SettingWhereDefaultGoverns
workersCount / RENDERER_WORKERS_COUNTRendererCPUs − 1How many renders the renderer can execute concurrently.
renderer_http_pool_sizeRails10Max concurrent async-http connections per client to the renderer.

Guidance:

  • With Falcon or another long-lived scheduler, keep renderer_http_pool_size close to (and generally not far above) workersCount; streamed renders sharing that scheduler use the same async-http client, and HTTP/2 may multiplex request streams over the pooled connections. Sending many more concurrent renderer requests than there are workers just queues renders at the renderer while adding connection and scheduling overhead.
  • Under standard Puma streaming, Sync {} creates a request-scoped client, so renderer_http_pool_size only bounds concurrent async-http connections inside one streamed response. Use a value near the number of renderer calls one response can overlap; scale workersCount and renderer replicas for cross-request concurrency.
  • Account for your Rails concurrency: with many Puma threads/workers all streaming, a renderer with only one or two workers becomes the bottleneck. Scale workersCount (and renderer replicas) to your real concurrent streamed-render load.
  • Tune ssr_timeout for legitimate long gaps between streamed chunks — it applies as a per-read socket timeout, so it fires when a single read from the renderer blocks for ssr_timeout seconds. It is not a total response-duration cap; avoid masking renderer hangs with an unnecessarily high value.

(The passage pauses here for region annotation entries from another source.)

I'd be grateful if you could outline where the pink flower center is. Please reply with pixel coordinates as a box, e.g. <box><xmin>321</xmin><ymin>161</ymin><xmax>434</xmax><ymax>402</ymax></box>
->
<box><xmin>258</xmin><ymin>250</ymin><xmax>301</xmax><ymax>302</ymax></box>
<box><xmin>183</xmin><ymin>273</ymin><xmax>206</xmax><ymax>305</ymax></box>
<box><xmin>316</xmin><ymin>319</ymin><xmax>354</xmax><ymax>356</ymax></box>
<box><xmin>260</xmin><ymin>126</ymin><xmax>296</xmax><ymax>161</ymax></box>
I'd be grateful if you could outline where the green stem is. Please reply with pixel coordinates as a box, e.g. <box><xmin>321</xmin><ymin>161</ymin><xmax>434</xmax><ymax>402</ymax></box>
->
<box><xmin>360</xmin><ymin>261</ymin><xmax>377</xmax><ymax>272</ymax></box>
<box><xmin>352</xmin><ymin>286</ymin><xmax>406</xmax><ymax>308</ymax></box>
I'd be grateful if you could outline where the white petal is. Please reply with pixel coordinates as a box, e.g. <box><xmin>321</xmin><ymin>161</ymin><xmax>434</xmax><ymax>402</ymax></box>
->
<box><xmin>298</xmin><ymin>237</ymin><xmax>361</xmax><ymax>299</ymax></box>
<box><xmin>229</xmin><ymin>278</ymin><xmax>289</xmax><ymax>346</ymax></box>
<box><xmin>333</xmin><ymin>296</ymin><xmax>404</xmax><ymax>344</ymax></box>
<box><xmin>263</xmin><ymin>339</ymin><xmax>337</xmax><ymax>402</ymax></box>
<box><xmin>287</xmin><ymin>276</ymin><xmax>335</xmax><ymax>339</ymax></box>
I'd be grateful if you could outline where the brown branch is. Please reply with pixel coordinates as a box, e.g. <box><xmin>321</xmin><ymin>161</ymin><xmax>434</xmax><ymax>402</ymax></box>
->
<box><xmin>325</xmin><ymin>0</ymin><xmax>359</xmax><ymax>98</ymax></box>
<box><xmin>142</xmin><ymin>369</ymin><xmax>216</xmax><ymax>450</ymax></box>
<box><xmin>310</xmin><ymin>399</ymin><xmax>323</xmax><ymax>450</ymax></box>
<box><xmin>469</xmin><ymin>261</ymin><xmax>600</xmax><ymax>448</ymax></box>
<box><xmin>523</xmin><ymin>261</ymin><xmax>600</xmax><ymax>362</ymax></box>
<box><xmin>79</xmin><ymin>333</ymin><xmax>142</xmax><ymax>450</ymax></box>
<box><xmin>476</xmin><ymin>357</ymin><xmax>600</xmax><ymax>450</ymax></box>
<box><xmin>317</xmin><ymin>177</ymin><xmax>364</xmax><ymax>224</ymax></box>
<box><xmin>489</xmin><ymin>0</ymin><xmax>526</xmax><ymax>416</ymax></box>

3. Rails ↔ renderer keep-alive (persistent on Falcon/async scheduler; per-request on standard Puma)

Connection reuse is automatic when the renderer request runs under a long-lived Fiber.scheduler, such as Falcon or Puma configured with an async scheduler. In that setup, the async-http client is stored on the scheduler and reused across streaming requests, so HTTP/2 connections stay alive and renders multiplex over them instead of paying TCP handshake and H2 connection setup per request (issue #3283). No React on Rails configuration is required to enable this.

Under standard Puma, the streaming helper's Sync {} block creates a per-request scheduler. The async-http client is cleaned up when that streaming response ends, so connection reuse does not persist across consecutive Rails requests. The benefit is still meaningful inside a single streamed response: renderer calls in that response can share the same client lifecycle and renderer_http_pool_size still bounds concurrent async-http connections within that request.

Call the renderer from the normal Rails request path. The adapter chooses scheduler-scoped reuse whenever a Fiber.scheduler already exists before it enters Sync {}; custom middleware or background code that installs a scheduler with an unclear lifecycle can therefore keep renderer clients alive longer than intended. Keep those calls inside the request's scheduler lifecycle, or use the standard path where Sync {} creates and cleans up the per-request client.

config.renderer_http_keep_alive_timeout is deprecated and ignored: the async-http adapter manages connection lifecycle automatically (connections are reused within the scheduler and cleaned up when it ends). Explicitly setting it to a non-nil value in your configure block emits a deprecation warning; leaving it unset or setting it to nil is accepted silently. If you previously set it to 30 (the old default), remove the line from your configure block entirely.

To confirm reuse, compare before/after responseEnd timing and streamed RSC performance marks, and trace renderer sockets when you need to distinguish long-lived scheduler reuse from standard Puma's per-request scheduler cleanup.